Some recent signals suggest that this phenomenon could accrue further momentum. Yet investor attention has been distracted, making bonds less sensitive to an important Fed policy regime shift and a lot more reflective of political uncertainty in the US and Europe.
He doesn’t say it, but his message is perfectly clear: interest rates have nowhere to go but up. His reasoning, somehow, is the same as Mr. Gross’ was in April 2010, without, apparently, reconciling how it could be that monetary assumptions have all been wrong about everything between then and now. Allianz’ chief economic advisor claims the bond market is “distracted” rather than dazzled by hawkish monetary policy, but it is the bond market that time and time again has proven itself at the expense of the Federal Reserve.
He makes the same basic mistake that is always made, that bond yields are nothing more than toys for the amusement of monetary policy. What El-Erian means by “distraction” is that supposedly the bond market came out of the last “rate hike” in March with a “dovish impression”, and because bond yields are to the mainstream nothing more than monetary policy extrapolated to the outer maturities, lower yields relate solely to that perceived “dovishness.”
It is an amazing error especially for someone in his position; he might have just written “conundrum” and saved himself all the words. Lower yields over this many years can only relate to monetary policy in how it has failed, and is further expected to be mostly immaterial for the foreseeable future. The selloff last month and the considerable doubts expressed by UST’s, eurodollar futures, and a great deal more all relate instead to interpretations of just what that means; just how low is a paradigm of only low growth?
The combination of eurodollar futures (and that curve) along with US Treasuries (and that curve) are instructive here, especially in their lockstep fashion regardless of last year’s “reflation.” The curves are telling us that what the Fed is actually doing, not what the mainstream, including El-Erian, take that to mean. Any perceived “dovishness” is not that at all, but rather a signal further confirming those doubts. I wrote last year (on this same topic because the interest rate fallacy refuses to go away):
While the wholesale monetary system is different in format and varied in complexity, functionally it amounts to the same tendencies. That is why interest rates have behaved as they did; when the market viewed “stimulus” as stimulus, rates reacted in accordance with this “income effect” where successful completion was supposed to lead to plentiful money and economy in the near future – rising interest rates. And each time the market was sorely disappointed to find out that what the Fed’s “stimulus” actually amounted to was far from functional money, and therefore didn’t actually stimulate anything other than central banker self-regard (so many “heroes”).
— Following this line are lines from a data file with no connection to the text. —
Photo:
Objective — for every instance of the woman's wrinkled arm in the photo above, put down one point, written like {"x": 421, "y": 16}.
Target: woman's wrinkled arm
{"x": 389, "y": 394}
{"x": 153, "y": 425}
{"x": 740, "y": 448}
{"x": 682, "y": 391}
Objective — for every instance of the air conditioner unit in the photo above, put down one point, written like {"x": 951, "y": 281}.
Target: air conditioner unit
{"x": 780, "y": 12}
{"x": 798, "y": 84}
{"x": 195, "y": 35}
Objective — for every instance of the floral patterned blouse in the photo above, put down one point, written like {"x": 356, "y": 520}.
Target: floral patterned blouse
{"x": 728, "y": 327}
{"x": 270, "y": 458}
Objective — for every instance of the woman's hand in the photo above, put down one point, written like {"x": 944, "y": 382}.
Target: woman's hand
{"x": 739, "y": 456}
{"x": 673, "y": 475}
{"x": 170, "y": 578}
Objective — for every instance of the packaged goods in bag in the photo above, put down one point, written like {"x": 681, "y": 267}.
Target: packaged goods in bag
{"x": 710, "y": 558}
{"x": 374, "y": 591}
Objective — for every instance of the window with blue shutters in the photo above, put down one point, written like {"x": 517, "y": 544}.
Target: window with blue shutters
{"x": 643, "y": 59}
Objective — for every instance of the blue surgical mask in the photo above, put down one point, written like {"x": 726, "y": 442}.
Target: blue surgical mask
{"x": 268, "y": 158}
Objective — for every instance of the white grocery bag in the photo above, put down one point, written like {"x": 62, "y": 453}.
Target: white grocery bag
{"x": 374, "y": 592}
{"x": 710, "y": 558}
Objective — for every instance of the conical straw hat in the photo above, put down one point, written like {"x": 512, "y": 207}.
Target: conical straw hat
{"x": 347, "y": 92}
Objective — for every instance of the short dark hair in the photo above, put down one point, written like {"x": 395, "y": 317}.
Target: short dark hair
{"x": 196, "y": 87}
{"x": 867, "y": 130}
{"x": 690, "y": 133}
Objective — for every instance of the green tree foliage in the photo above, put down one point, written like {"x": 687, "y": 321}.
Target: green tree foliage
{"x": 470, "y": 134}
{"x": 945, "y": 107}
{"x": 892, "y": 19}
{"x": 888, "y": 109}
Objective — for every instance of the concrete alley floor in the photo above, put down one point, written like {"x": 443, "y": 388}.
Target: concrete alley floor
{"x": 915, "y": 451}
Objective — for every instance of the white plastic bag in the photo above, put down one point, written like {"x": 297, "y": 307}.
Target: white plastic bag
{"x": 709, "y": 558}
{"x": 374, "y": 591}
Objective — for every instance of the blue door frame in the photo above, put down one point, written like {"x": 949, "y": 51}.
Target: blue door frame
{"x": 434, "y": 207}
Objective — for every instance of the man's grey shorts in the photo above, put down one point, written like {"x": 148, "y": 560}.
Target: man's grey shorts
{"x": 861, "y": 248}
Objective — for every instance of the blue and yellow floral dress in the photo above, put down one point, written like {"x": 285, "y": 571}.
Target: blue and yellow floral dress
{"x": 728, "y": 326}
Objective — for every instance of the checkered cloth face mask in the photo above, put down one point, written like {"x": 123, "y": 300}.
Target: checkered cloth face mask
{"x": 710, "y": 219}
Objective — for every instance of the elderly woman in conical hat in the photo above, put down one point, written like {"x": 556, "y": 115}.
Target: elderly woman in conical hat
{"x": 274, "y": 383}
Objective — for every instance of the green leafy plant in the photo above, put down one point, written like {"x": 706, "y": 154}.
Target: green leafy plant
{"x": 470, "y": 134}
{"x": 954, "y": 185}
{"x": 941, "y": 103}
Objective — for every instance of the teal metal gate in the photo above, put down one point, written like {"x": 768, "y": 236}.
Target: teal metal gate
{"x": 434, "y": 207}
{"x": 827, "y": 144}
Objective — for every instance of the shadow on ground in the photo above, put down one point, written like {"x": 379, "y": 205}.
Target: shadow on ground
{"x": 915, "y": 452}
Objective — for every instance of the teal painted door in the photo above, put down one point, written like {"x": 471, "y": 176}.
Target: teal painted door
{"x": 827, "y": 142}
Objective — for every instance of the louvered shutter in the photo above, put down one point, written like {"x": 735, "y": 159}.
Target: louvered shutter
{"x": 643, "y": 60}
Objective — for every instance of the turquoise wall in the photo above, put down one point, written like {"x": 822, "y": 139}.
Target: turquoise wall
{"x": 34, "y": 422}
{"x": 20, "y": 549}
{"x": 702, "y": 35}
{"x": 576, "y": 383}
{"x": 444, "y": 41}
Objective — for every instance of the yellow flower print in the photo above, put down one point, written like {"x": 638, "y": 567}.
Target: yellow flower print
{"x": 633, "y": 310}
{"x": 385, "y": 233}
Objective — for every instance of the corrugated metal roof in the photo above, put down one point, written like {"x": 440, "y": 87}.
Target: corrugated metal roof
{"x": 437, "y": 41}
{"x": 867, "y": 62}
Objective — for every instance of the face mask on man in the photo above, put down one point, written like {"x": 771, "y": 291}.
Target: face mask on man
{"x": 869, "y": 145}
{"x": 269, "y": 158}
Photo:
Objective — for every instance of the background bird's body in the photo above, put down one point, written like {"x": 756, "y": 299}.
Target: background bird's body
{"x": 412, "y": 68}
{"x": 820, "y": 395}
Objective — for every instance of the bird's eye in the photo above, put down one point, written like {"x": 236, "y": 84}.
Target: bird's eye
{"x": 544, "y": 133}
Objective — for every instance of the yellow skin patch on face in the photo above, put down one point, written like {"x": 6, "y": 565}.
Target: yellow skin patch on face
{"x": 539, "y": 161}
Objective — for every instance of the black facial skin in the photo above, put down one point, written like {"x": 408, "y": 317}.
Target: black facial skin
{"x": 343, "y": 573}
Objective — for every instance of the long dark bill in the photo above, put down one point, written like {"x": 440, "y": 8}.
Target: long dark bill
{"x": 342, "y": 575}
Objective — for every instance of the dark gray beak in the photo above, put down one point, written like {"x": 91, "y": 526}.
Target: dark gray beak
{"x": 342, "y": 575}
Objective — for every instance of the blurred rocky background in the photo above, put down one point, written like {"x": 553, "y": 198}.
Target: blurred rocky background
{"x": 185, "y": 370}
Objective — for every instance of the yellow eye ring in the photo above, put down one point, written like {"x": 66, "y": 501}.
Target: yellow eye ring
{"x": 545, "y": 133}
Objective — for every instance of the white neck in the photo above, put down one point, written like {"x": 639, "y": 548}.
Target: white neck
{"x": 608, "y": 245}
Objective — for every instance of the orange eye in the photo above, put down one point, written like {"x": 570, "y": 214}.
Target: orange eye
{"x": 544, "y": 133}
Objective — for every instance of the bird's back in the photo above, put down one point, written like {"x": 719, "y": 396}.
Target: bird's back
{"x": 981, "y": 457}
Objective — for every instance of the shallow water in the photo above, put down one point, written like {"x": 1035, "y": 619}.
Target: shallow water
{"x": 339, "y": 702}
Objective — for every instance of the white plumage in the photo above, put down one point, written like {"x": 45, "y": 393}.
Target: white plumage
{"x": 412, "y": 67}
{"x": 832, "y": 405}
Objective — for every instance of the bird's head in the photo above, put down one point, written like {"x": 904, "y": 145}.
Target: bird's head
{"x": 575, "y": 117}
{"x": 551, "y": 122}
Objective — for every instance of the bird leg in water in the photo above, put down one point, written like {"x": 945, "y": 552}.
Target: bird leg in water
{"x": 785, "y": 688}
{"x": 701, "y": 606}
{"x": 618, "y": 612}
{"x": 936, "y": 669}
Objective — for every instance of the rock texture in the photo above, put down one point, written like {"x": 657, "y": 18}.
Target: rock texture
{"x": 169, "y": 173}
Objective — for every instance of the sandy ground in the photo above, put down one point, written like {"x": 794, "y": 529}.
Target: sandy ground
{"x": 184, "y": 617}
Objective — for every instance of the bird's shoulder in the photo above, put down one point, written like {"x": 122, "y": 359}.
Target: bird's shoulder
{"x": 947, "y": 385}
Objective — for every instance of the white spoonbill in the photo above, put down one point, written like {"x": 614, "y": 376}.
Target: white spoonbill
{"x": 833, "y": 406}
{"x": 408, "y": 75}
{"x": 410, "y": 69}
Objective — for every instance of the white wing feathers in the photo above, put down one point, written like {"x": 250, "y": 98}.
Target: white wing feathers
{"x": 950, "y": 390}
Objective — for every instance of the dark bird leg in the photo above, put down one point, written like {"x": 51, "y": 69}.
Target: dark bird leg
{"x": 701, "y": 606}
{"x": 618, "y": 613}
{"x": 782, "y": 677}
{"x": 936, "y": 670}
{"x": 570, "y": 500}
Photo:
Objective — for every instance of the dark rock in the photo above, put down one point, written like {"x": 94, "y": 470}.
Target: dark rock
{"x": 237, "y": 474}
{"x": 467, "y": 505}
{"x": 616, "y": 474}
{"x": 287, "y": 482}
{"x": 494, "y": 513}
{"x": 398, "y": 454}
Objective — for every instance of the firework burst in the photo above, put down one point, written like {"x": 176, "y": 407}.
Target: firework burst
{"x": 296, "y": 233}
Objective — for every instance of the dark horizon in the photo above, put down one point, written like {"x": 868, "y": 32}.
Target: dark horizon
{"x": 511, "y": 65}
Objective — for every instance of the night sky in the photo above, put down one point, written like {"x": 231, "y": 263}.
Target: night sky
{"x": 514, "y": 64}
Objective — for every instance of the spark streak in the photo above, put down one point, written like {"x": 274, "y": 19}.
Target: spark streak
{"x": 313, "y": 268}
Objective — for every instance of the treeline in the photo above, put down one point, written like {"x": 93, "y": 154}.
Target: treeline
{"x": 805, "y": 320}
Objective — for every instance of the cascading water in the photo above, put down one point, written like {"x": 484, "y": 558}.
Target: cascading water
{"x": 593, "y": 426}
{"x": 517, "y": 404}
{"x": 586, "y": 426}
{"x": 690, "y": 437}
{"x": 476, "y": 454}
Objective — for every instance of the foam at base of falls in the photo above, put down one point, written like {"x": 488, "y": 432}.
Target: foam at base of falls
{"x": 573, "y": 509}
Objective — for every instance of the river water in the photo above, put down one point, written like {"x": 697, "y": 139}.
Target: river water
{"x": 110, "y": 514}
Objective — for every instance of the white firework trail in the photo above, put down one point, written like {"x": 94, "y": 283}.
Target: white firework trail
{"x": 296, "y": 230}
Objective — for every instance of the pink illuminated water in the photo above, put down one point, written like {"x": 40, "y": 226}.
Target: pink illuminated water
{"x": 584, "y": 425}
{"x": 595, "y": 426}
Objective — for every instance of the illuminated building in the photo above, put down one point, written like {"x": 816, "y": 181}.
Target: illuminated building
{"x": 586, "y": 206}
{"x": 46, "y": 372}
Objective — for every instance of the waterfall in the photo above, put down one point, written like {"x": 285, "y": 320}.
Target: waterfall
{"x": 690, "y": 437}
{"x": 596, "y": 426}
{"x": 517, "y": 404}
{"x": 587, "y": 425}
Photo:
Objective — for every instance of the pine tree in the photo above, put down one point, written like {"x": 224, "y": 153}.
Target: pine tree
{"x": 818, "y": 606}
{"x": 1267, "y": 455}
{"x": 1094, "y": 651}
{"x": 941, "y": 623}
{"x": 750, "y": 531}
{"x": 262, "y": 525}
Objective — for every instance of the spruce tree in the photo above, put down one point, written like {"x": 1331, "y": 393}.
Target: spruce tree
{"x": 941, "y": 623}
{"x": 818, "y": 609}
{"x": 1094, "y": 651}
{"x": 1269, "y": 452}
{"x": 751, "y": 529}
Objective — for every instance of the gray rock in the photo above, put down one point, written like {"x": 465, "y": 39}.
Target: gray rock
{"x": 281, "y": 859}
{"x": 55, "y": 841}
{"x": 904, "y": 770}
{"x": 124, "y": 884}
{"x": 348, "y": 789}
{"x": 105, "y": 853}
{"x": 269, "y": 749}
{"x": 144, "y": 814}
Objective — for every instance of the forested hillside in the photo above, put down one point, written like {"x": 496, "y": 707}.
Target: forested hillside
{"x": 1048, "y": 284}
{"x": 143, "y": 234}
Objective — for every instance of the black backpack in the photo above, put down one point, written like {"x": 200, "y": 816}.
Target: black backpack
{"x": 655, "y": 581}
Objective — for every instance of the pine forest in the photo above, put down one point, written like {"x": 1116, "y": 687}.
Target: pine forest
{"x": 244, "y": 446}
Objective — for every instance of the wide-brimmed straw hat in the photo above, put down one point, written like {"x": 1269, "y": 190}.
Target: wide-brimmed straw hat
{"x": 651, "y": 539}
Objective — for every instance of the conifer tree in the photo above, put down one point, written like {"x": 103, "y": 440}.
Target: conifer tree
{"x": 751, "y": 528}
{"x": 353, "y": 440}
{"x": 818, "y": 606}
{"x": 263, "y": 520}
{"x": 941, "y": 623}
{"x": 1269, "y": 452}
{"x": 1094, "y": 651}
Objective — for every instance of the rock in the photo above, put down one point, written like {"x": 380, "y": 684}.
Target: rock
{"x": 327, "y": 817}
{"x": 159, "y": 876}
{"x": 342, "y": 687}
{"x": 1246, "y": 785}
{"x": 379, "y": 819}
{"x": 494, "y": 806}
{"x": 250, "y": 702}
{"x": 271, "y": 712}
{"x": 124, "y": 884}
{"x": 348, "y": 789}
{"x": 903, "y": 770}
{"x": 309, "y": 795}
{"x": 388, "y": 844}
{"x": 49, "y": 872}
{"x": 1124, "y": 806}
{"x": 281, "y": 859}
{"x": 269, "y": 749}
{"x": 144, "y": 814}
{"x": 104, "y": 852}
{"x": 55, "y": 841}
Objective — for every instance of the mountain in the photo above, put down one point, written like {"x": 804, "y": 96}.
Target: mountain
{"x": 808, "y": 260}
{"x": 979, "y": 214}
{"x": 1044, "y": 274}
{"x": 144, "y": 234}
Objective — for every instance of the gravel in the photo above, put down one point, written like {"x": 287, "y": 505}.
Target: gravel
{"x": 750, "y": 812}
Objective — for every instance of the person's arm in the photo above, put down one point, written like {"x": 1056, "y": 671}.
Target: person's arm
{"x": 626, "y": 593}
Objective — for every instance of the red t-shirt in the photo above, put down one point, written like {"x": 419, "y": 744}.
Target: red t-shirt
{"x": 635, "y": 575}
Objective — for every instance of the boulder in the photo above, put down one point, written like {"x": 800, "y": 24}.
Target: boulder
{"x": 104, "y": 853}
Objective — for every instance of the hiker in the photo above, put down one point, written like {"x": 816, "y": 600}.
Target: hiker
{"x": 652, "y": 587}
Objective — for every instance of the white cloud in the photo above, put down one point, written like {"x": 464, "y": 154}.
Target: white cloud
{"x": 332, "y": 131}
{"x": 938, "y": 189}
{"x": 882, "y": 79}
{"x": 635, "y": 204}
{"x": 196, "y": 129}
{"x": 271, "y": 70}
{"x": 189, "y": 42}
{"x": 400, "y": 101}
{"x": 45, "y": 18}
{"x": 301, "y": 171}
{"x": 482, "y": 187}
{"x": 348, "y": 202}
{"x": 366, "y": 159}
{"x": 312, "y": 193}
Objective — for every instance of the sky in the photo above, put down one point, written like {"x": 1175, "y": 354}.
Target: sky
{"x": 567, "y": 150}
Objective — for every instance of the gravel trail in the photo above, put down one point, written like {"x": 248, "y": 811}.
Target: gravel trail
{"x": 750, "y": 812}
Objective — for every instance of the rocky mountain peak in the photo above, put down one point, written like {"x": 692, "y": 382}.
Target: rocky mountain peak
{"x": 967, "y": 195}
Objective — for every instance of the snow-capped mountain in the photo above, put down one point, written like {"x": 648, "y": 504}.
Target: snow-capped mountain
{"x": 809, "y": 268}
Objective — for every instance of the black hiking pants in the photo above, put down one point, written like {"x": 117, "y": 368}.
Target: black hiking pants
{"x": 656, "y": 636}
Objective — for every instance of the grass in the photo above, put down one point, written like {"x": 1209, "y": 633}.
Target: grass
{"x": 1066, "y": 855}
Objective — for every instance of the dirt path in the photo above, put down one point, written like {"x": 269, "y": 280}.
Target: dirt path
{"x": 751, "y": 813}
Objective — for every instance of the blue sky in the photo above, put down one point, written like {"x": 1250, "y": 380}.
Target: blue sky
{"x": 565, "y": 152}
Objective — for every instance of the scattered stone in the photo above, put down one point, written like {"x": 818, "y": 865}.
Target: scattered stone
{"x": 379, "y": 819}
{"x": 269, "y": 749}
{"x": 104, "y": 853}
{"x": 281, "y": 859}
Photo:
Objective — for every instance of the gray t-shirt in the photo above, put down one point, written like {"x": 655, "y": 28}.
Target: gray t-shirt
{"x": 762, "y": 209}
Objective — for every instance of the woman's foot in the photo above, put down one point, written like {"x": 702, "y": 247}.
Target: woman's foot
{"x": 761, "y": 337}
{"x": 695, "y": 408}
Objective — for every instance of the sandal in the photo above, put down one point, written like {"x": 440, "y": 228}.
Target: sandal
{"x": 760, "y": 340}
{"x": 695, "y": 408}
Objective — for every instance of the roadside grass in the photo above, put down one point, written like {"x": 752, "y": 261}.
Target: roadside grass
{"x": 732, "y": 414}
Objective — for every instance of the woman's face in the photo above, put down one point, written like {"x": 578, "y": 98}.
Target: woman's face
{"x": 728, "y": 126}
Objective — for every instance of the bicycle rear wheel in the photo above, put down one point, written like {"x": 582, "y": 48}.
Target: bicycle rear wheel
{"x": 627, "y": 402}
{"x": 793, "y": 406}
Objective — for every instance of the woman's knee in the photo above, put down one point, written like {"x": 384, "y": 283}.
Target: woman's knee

This view on interest rates provides us with some insight as to why the events of 2011 were a seemingly permanent alteration in both banking (eurodollar basis) and the global economy. QE2 was supposed to be a large expansion of money, yet there was almost immediately another crisis where it was clear that even short-term liquidity had never been repaired let alone restored (a global problem again). If the short-term liquidity expectations surrounding QE (and really bank reserves) were all wrong, what did that suggest about monetary assumptions in regard to the real economy?
All bond yields have done over the years is to test the limits of monetary failure in their relation to the economy, exactly what we find today. Until something actually changes, how can anyone expect the bond market or eurodollar futures to do something different? If your only answer to that question is “the Fed is raising rates”, then, unlike the bond market, you have severely misunderstood the last decade.